0

I'm trying to read a numpy array from a big file of binary data. Each binary record contains 7330 floats, followed by a long I want to ignore, and then an int. I create a dtype as follows:

dt = [(str(n),'f4') for n in range(7330)]
dt += [('junk','i8'), ('label','i4')]

and then read the file via

d = np.fromfile(file_name,dtype=np.dtype(dt))

It works, but I get back a one-dimensional array or records instead of the 2-D array I want. Somewhat more specifically, I get back an array with d.shape=(58134,) d[0] of type numpy.void and len(d[0])=7332 (7330 floats, the long I will ignore, and the int). I want an array of shape (58134,7332).

I can't d.reshape(-1,7332) because d is one dimensional, and I wind up converting it via the ugly and somewhat absurd

nparray = pd.DataFrame.from_records(d).to_numpy()

which seems just ridiculous.

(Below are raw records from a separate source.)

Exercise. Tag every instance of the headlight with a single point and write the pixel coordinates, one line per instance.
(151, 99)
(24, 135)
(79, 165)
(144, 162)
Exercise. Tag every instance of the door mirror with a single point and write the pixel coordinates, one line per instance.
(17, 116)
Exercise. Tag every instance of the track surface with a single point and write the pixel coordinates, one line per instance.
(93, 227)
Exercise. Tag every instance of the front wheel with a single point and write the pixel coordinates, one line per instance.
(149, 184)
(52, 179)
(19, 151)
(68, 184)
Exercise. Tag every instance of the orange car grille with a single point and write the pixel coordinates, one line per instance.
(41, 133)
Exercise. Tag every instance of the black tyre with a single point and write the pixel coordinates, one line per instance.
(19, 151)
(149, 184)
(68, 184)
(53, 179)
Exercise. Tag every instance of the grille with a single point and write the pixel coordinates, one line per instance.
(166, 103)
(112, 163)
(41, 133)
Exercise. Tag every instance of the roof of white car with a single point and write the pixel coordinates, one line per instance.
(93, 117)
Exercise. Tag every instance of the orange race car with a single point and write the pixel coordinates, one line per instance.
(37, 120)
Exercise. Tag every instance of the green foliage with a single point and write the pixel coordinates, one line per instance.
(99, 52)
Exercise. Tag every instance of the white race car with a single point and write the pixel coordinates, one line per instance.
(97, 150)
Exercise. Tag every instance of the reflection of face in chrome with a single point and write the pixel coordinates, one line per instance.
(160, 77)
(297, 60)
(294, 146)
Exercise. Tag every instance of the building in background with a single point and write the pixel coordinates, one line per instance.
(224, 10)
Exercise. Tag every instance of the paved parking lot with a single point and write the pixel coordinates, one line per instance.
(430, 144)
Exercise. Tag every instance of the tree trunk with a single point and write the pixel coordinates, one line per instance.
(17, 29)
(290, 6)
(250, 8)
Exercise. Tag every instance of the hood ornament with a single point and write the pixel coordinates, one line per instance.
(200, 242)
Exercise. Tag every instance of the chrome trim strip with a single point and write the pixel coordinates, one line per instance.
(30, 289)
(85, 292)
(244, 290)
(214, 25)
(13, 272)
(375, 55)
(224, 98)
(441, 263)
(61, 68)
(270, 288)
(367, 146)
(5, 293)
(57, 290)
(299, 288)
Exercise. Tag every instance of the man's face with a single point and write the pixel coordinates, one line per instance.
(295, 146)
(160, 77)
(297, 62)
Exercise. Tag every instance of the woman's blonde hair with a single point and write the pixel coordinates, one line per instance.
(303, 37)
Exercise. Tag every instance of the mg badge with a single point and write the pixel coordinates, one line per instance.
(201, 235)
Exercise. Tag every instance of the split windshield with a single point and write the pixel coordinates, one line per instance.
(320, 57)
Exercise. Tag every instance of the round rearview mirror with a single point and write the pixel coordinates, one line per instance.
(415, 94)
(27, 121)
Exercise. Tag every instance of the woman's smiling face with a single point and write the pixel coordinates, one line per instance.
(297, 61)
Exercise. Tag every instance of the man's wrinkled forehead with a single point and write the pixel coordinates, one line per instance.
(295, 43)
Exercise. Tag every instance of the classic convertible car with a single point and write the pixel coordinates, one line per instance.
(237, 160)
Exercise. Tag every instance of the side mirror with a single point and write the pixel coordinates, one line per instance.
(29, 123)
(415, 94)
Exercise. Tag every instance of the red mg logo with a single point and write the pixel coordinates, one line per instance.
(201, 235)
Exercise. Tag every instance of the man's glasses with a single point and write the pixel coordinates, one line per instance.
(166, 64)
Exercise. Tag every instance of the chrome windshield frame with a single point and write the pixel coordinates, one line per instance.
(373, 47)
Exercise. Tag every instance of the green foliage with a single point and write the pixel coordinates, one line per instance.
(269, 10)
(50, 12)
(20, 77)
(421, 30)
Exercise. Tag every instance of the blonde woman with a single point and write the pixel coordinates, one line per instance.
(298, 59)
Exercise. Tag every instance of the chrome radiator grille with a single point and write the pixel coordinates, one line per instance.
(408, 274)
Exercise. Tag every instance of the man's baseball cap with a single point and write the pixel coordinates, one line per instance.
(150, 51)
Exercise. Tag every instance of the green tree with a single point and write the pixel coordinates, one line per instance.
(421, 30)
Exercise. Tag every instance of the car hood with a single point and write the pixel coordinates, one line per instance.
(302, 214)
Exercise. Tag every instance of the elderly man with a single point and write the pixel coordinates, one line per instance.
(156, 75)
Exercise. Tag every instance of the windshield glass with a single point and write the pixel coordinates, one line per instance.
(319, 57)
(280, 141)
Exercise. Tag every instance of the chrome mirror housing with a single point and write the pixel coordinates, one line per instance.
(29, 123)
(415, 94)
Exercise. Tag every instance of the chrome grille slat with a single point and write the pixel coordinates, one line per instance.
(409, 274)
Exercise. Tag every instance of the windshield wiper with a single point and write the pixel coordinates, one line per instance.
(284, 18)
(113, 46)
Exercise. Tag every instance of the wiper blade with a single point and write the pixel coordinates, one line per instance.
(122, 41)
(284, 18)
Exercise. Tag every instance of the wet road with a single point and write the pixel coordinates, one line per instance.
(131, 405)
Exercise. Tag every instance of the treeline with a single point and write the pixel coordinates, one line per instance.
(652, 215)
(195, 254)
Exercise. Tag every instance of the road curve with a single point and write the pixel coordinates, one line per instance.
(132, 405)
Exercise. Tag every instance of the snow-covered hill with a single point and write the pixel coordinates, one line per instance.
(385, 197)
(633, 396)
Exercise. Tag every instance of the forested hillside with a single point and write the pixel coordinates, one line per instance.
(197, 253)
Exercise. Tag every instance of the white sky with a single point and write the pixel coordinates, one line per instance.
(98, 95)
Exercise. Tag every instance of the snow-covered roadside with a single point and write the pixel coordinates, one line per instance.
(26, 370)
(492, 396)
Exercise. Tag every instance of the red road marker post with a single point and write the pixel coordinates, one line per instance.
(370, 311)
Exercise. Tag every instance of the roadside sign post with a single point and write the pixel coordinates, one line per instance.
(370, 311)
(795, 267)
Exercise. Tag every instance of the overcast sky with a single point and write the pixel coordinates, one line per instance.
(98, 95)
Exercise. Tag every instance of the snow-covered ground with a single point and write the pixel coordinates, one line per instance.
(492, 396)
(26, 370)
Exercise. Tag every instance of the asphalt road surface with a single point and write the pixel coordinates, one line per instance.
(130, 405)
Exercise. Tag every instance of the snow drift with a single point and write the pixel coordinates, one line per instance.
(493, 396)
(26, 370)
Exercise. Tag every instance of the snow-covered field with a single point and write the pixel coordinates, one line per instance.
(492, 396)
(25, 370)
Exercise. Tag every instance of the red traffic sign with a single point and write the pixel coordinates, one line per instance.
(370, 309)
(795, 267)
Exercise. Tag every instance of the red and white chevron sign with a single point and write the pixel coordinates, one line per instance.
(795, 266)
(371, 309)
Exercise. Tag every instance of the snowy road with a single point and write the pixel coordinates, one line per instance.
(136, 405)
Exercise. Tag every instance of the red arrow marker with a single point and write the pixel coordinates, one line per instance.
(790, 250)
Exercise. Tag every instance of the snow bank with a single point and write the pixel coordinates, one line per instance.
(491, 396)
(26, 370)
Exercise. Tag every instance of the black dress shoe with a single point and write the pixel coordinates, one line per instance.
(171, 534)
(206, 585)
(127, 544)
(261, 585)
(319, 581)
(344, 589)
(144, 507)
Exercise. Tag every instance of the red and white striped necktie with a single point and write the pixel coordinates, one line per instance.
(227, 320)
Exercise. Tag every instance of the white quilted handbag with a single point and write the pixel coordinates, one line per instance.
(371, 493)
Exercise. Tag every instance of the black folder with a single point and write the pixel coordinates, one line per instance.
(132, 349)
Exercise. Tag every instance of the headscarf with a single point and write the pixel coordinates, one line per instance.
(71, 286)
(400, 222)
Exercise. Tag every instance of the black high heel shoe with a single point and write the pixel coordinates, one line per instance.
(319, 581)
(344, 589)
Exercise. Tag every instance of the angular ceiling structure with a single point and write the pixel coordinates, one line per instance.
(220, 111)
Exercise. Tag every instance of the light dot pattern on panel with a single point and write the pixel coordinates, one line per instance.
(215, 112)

What am I doing wrong? Thanks!

juanpa.arrivillaga
  • 88,713
  • 10
  • 131
  • 172
  • Please provide a sample of the 1D array you get and what it should look like instead so that we cn better understand the problem – G. Anderson Sep 03 '20 at 21:08
  • what is the difference between a 1-D structured array `(n, )` and a two-dimensional `(n, 1)` array of records except for the redundant axis? Seems like the sane thing to do, if you really want `(n, 1)` then just reshape it. – juanpa.arrivillaga Sep 03 '20 at 21:11
  • 1
    `dtype` is the "type" of a single "element". Each "element" in your array has the information of 7330 floats, a long and an int, but it is still just an "element" of the resulting structured array. – darcamo Sep 03 '20 at 21:24
  • @darcamo: That's exactly right, of course. I guess my question should have been "how do I make this a 2-D array" instead of "why is this a 1-D array". :) – Matt Ginsberg Sep 03 '20 at 21:26
  • Maybe something like this question https://stackoverflow.com/questions/5957380/convert-structured-array-to-regular-numpy-array – darcamo Sep 03 '20 at 21:31
  • `dt = [('data', 'f4', 7330), ('junk','i8'), ('label','i4')]` might also be useful. It will create 3 fields. `arr['data']` should then be the desired 2d array of floats. – hpaulj Sep 03 '20 at 23:47

1 Answers1

0

Turns out that numpy.lib.recfunctions.structured_to_unstructured does exactly this. Thanks to darcamo for pointing me in that direction.